"J'avais rêvé d'une autre vie..." [I dreamed of another life...]
-Fantine, Les Misérables
He dreams of fire almost every night, flames leaping across pale skin, reflecting in blank eyes, and a maddened empty laugh. Other nights, the dreams are more pleasant- a princess in the rain, leaning in, drops sparkling on her lips- a man (a friend) laughing underwater- a park in Manhattan, no city for miles-
Some nights he wakes screaming, the smoke of the bullets acrid in his throat, blood spreading across- someone's- chest, blood all over leather armor, the sword parting- mist, smoke, nothing more.
Courtney draws him back down into her arms, murmuring comforts in a voice that sounds wrong, somehow, because isn't it supposed to be deeper, shouldn't her hands be rougher, her hair in one thick braid? He misses tough muscle under his hands, and isn't that stupid, because Courtney's skin has always been like silk.
Only in dreams does he know the names of his ghosts, always forgotten when he wakes. Sometimes he's sitting with Courtney, on a park bench, in a restaurant, across the breakfast table, and she'll look at him, love pouring form her eyes, and he'll think- is this all?
He needs the smooth wood of a staff in his hands, the mad, reckless tension of war rushing through him. He has never thought himself a violent man, but his body betrays him sometimes, and Courtney doesn't know where he learned to fight like he does when a mugger attacks them in an alley. He doesn't know either, but he knows warm brown hands adjusting his stance and hard blows in the dark.
Mark and Courtney don't know, don't remember, and in desperation he reads about reincarnation, but all the stories agree that you lose your memories between lives, so that's no good.

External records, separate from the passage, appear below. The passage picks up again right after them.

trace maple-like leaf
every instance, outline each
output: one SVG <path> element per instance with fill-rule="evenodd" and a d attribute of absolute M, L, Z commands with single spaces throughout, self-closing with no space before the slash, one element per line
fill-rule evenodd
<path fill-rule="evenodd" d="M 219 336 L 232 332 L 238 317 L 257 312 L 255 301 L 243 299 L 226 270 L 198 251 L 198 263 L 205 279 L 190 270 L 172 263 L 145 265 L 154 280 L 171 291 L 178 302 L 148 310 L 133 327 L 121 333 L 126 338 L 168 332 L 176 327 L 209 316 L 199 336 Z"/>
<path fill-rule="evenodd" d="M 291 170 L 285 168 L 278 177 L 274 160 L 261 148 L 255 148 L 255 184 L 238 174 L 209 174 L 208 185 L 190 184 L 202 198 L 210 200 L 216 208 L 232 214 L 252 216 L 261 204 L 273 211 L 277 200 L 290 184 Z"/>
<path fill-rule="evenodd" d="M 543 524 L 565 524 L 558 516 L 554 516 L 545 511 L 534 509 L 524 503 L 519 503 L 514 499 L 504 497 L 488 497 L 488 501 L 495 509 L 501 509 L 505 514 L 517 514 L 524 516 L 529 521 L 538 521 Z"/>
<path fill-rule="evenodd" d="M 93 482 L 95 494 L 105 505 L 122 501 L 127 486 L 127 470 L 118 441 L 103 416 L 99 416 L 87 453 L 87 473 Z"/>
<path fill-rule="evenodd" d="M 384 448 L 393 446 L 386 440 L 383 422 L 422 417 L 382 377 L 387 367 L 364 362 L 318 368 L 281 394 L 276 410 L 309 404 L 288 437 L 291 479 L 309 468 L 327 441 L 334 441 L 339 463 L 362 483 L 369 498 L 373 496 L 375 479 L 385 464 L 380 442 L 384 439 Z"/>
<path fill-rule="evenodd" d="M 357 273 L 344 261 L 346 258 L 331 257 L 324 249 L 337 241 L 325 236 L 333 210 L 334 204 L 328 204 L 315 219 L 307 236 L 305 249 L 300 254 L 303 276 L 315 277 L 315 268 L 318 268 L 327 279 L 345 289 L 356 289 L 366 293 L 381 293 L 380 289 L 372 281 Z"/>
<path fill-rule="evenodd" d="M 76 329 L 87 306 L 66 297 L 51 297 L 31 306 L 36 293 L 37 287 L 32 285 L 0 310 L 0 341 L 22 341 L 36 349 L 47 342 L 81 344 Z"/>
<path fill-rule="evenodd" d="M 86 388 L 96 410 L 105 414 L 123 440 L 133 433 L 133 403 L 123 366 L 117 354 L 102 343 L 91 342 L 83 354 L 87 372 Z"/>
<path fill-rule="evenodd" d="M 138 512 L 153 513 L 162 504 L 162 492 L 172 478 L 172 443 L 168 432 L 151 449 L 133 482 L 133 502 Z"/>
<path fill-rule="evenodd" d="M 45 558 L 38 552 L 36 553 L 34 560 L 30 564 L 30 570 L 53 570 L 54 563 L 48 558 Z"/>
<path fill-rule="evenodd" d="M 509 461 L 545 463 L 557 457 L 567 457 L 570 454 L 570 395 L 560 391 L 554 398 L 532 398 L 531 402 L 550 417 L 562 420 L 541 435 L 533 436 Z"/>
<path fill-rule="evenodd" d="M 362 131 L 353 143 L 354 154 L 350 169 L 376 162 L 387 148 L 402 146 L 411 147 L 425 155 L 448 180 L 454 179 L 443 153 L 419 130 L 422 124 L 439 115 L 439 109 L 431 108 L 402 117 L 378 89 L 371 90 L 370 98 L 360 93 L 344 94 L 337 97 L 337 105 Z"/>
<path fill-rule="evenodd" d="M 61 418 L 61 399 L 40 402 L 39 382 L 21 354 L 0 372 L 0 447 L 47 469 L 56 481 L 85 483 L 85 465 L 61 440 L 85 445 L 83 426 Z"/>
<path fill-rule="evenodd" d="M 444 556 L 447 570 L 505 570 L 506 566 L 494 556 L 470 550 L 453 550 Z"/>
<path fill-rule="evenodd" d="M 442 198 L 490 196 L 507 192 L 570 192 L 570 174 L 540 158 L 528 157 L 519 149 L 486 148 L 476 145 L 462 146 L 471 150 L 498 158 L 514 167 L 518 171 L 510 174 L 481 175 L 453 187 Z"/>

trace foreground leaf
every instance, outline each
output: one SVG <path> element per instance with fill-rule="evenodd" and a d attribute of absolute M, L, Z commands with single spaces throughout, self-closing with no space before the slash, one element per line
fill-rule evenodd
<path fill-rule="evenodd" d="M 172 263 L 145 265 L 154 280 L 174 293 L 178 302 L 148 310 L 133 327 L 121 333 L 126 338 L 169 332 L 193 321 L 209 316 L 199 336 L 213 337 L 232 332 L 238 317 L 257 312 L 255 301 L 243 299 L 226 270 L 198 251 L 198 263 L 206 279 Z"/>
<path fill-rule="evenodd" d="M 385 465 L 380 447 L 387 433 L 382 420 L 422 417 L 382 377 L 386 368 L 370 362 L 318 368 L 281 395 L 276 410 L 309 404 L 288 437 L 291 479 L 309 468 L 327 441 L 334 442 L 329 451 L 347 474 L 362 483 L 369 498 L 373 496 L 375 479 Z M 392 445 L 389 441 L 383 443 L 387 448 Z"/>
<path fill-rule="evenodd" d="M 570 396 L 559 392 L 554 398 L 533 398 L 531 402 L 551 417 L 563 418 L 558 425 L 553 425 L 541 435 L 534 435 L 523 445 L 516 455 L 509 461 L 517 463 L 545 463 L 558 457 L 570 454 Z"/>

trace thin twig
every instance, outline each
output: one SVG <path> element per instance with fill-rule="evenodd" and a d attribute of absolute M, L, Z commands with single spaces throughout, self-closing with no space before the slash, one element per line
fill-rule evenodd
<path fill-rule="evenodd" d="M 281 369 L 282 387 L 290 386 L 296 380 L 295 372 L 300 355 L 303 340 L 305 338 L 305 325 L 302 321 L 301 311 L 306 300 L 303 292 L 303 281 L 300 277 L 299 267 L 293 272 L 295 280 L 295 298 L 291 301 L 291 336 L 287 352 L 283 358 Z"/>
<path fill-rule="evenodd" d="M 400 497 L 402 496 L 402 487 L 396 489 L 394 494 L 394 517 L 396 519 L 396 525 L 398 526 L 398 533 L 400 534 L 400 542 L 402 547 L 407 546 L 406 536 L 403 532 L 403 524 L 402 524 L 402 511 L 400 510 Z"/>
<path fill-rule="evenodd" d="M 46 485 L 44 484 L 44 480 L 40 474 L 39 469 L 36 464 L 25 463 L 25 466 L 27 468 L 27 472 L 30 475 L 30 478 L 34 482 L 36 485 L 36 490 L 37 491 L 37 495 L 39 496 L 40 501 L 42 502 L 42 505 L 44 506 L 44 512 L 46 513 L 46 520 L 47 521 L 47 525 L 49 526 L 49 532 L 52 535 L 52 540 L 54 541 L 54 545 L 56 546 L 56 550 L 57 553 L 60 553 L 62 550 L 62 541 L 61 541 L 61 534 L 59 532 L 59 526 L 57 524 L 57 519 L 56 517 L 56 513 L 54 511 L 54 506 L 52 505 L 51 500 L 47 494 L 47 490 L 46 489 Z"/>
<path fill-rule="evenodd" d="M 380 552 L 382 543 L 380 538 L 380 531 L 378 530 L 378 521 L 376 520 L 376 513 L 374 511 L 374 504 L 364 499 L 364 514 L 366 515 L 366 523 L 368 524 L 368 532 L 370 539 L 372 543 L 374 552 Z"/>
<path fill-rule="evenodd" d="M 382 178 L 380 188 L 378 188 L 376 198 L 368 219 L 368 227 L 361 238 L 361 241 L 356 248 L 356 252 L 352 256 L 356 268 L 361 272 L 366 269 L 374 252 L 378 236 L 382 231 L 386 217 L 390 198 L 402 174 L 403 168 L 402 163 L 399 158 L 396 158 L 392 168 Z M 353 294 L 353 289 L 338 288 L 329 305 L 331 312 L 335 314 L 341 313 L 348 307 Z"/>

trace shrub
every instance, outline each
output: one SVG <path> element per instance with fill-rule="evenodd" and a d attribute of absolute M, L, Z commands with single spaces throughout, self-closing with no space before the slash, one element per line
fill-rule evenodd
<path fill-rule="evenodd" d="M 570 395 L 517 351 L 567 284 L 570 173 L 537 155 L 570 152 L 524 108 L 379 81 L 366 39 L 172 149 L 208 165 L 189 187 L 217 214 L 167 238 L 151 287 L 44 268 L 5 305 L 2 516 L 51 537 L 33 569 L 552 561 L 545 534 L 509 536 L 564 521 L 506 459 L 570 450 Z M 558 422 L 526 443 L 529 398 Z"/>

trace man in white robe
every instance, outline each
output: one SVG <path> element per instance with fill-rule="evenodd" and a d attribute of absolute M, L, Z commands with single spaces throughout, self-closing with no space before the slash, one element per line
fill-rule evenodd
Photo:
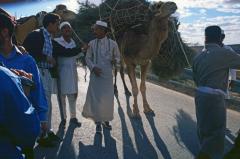
<path fill-rule="evenodd" d="M 106 22 L 97 21 L 93 27 L 96 39 L 90 41 L 86 63 L 91 71 L 90 82 L 82 115 L 96 123 L 96 133 L 102 126 L 111 129 L 113 120 L 114 88 L 113 67 L 120 64 L 120 52 L 115 41 L 108 39 Z"/>
<path fill-rule="evenodd" d="M 72 39 L 72 27 L 69 22 L 62 22 L 59 25 L 62 36 L 55 38 L 65 48 L 76 48 L 76 43 Z M 62 124 L 66 123 L 66 97 L 68 98 L 69 111 L 70 111 L 70 123 L 76 124 L 78 127 L 81 123 L 76 117 L 76 101 L 78 95 L 78 76 L 77 76 L 77 64 L 76 56 L 72 57 L 58 57 L 58 72 L 60 79 L 60 100 L 62 103 L 63 119 Z"/>

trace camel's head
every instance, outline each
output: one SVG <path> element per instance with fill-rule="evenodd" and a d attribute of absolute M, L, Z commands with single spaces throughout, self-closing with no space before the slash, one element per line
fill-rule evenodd
<path fill-rule="evenodd" d="M 42 26 L 42 21 L 43 21 L 43 18 L 46 14 L 47 14 L 47 12 L 45 12 L 45 11 L 41 11 L 41 12 L 36 14 L 36 18 L 37 18 L 39 27 Z"/>
<path fill-rule="evenodd" d="M 68 10 L 67 7 L 63 4 L 57 5 L 53 13 L 58 14 L 63 21 L 72 21 L 77 17 L 76 13 Z"/>
<path fill-rule="evenodd" d="M 150 6 L 150 10 L 156 17 L 169 17 L 177 10 L 174 2 L 157 2 Z"/>

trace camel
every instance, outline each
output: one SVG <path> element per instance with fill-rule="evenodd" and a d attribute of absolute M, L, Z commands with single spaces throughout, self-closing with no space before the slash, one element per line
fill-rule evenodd
<path fill-rule="evenodd" d="M 62 21 L 72 21 L 77 17 L 73 11 L 67 9 L 65 5 L 57 5 L 53 13 L 58 14 Z M 21 18 L 15 28 L 15 37 L 17 44 L 21 45 L 31 31 L 38 29 L 42 26 L 42 20 L 47 12 L 39 12 L 36 16 Z"/>
<path fill-rule="evenodd" d="M 150 60 L 159 53 L 161 45 L 168 37 L 168 19 L 177 10 L 177 6 L 174 2 L 158 2 L 151 9 L 154 16 L 149 21 L 146 33 L 137 33 L 130 29 L 118 39 L 119 48 L 127 66 L 127 73 L 132 86 L 134 104 L 131 116 L 133 117 L 140 117 L 137 102 L 139 90 L 135 74 L 137 65 L 141 67 L 140 92 L 142 94 L 144 113 L 154 113 L 146 98 L 145 81 L 147 70 Z M 124 74 L 122 73 L 121 76 L 124 76 Z M 126 85 L 124 87 L 126 92 Z"/>

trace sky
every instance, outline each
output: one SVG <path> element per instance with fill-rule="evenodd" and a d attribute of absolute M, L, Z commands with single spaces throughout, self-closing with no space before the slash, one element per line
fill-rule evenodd
<path fill-rule="evenodd" d="M 75 12 L 78 10 L 77 0 L 25 0 L 27 2 L 10 4 L 1 3 L 3 1 L 10 0 L 0 0 L 0 7 L 17 17 L 33 15 L 42 10 L 52 11 L 56 4 L 65 4 L 68 9 Z M 89 1 L 99 4 L 102 0 Z M 204 28 L 208 25 L 219 25 L 226 34 L 225 44 L 240 44 L 240 0 L 172 1 L 178 6 L 175 16 L 179 18 L 179 31 L 185 42 L 202 45 L 204 43 Z"/>

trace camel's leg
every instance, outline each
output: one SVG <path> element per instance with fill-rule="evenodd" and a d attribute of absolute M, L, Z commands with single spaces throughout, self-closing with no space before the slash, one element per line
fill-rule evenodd
<path fill-rule="evenodd" d="M 127 88 L 127 85 L 126 85 L 126 82 L 125 82 L 125 78 L 124 78 L 124 67 L 121 66 L 120 68 L 120 75 L 121 75 L 121 79 L 122 79 L 122 82 L 123 82 L 123 86 L 124 86 L 124 91 L 125 91 L 125 94 L 127 96 L 131 96 L 131 92 L 128 90 Z"/>
<path fill-rule="evenodd" d="M 138 86 L 137 86 L 137 80 L 136 80 L 136 74 L 135 74 L 135 68 L 136 65 L 128 65 L 128 76 L 132 85 L 132 93 L 134 98 L 134 104 L 133 104 L 133 117 L 140 117 L 138 104 L 137 104 L 137 95 L 138 95 Z"/>
<path fill-rule="evenodd" d="M 114 76 L 115 76 L 115 79 L 114 79 L 114 94 L 115 96 L 117 97 L 118 96 L 118 90 L 117 90 L 117 69 L 115 68 L 114 69 Z"/>
<path fill-rule="evenodd" d="M 148 65 L 149 63 L 145 65 L 141 65 L 141 84 L 140 84 L 140 91 L 142 94 L 142 99 L 143 99 L 143 108 L 144 108 L 144 113 L 152 113 L 153 110 L 150 108 L 148 102 L 147 102 L 147 97 L 146 97 L 146 76 L 147 76 L 147 70 L 148 70 Z"/>

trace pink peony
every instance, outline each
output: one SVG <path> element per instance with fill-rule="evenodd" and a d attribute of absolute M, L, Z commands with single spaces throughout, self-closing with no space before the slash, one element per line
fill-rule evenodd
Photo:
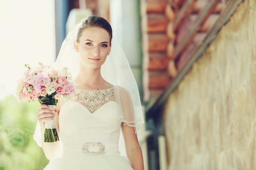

The first time he swims he forgets to hold his breath, tries to breath the water, as though he has a diving helmet, a clear globe, and the laughing man holding it out to him is named-
The first time he plays flag football he tries to knock the flags off, but they're not cones, not solid, and he has no staff.
A flash of black wings past the window has him frozen in irrational fear, and Courtney's hand is on his arm, calming, what's wrong, it's just a crow.
The panther at the zoo startles him too; he sees blood on the glistening fur, dead eyes, and doesn't visit again, resisting the urge to set the cat free.
The first time he kisses Courtney outside, it's raining, and her lips are wet, but there are no dancers around them, no screams of joy, and it's all wrong.
On their wedding day he blinks hard as she comes up the aisle, trying to lose the image superimposed over her smile, a dark warrior in a red dress.
They are happy, he thinks- Courtney doesn't know, except for the nightmares- but there are empty places still, no one with him, fighting- and Courtney isn't someone else, and never can be.